Project summary Each year over 100,000 Americans begin dialysis when their kidneys lose the capacity to remove toxins from the blood and half of them die within five years. These high mortality rates are in part due to the ineffectiveness of dialysis at removing protein-bound uremic toxins (PBUTs) such as indoxyl sulfate and p-cresol sulfate, which would otherwise be removed by healthy kidneys. Herein, we propose a non-invasive ingestible bubble tea to reduce the blood concentration of PBUTs and improve the outcomes of patients with end stage kidney disease (ESKD). In contrast to conventional treatments, which attempt to remove toxins from the blood by dialysis, this research offers a radically different approach, which prevents the formation of toxins at their origin. PBUTs are byproducts of gut microbial metabolism; indole and p-cresol originate in the gut from fermentation of amino acids and both solutes are sulfonated in the liver to form the PBUTs indoxyl sulfate and p-cresol sulfate.
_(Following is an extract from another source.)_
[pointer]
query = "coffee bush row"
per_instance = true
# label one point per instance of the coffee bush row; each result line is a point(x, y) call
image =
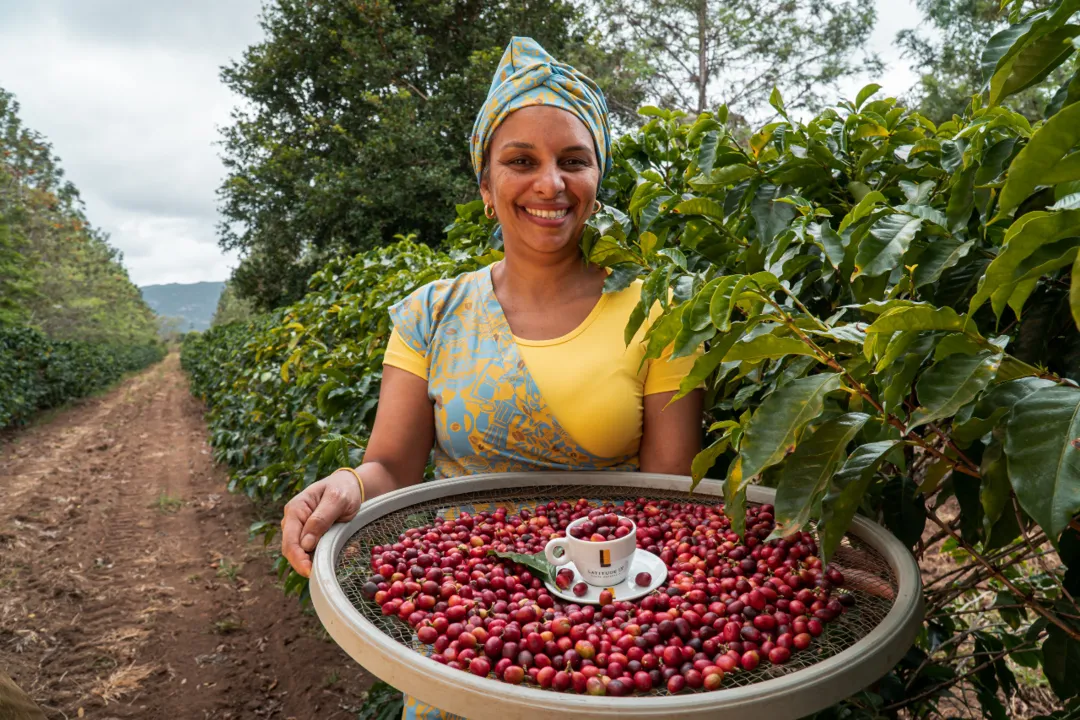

We propose a novel microbe enriched bubble tea which will expand the capacity of the gut to degrade the uremic toxin (UT) precursors (indole and p-cresol) and thereby prevent their sulfonation to toxic forms in the liver. The bubble components will be engineered to remain tight in the stomach, hence protecting the hydrogel entrapped microbes from low pH, and then swell at neutral pH in the small intestine and colon, allowing UTs to diffuse into the hydrogel where the UT degrading microorganisms will deactivate them. Finally, the bubble tea will be excreted intact without altering the natural gut microbiome. This concept builds on the successful applications of microbe enriched hydrogels in bioengineering and environmental engineering for drug delivery and wastewater treatment. We will develop the bubble tea by first enriching novel indole and p-cresol degrading microbes from the environment, second engineering specialized hydrogel carriers for the microbes, and finally replicating their trip through the gut in well controlled bioreactor units. The substrate profiles, pH gradients, and removal rates will be experimentally measured and mathematically simulated to visualize spatial localization of bacteria and to determine UT degradation over time. Delivering these hydrogels in a formulated bubble tea drink could improve the lives of chronic kidney disease and ESKD patients by reducing the burden from uremic symptoms and complications.

项目总结 每年有超过10万美国人在肾脏失去排出能力时开始透析 血液中的毒素，其中一半在五年内死亡。这些高死亡率在一定程度上 由于透析在清除蛋白结合的尿毒症毒素(PBUT)方面无效，例如 吲哚硫酸盐和对甲酚硫酸盐，否则会被健康的肾脏清除。 在此，我们提出了一种非侵入性的可食用泡泡茶来降低血药浓度 PBUT和改善终末期肾病(ESKD)患者的预后。 与传统疗法不同的是，传统疗法试图通过透析去除血液中的毒素， 这项研究提供了一种截然不同的方法，它可以防止人体内毒素的形成 起源。多溴联苯并呋喃是肠道微生物代谢的副产品；吲哚和对甲酚起源于 氨基酸和两种溶质的发酵产生的肠道在肝脏中磺化，形成 硫代吲哚硫酸盐和对甲酚硫酸盐。我们提出了一种新型的富含微生物的泡泡茶 这将扩大肠道降解尿毒症毒素(UT)前体(吲哚和 对甲酚)，从而防止它们在肝脏中磺化成有毒形式。气泡组件 会在胃里保持紧致，从而保护被困住的水凝胶 微生物来自低pH，然后在中性pH下在小肠和结肠中膨胀，允许 UTS扩散到水凝胶中，在那里UT降解微生物将使它们失活。 最后，泡茶将被原封不动地排泄出来，而不会改变自然的肠道微生物群。这 概念建立在富微生物水凝胶在生物工程中的成功应用 以及药物输送和废水处理的环境工程。 我们将首先通过丰富新的吲哚和对甲酚降解菌来开发泡茶 从环境方面来说，二次工程专门为微生物设计了水凝胶载体，以及 最后，在控制良好的生物反应器单元中，复制它们的肠道之旅。该衬底 将对剖面、pH梯度和去除速率进行实验测量和数学计算 模拟以可视化细菌的空间定位并确定UT随时间的降解。 将这些水凝胶制成配方泡泡茶饮料可以改善慢性阻塞性肺病患者的生活 肾脏疾病和ESKD患者通过减少尿毒症症状和 并发症。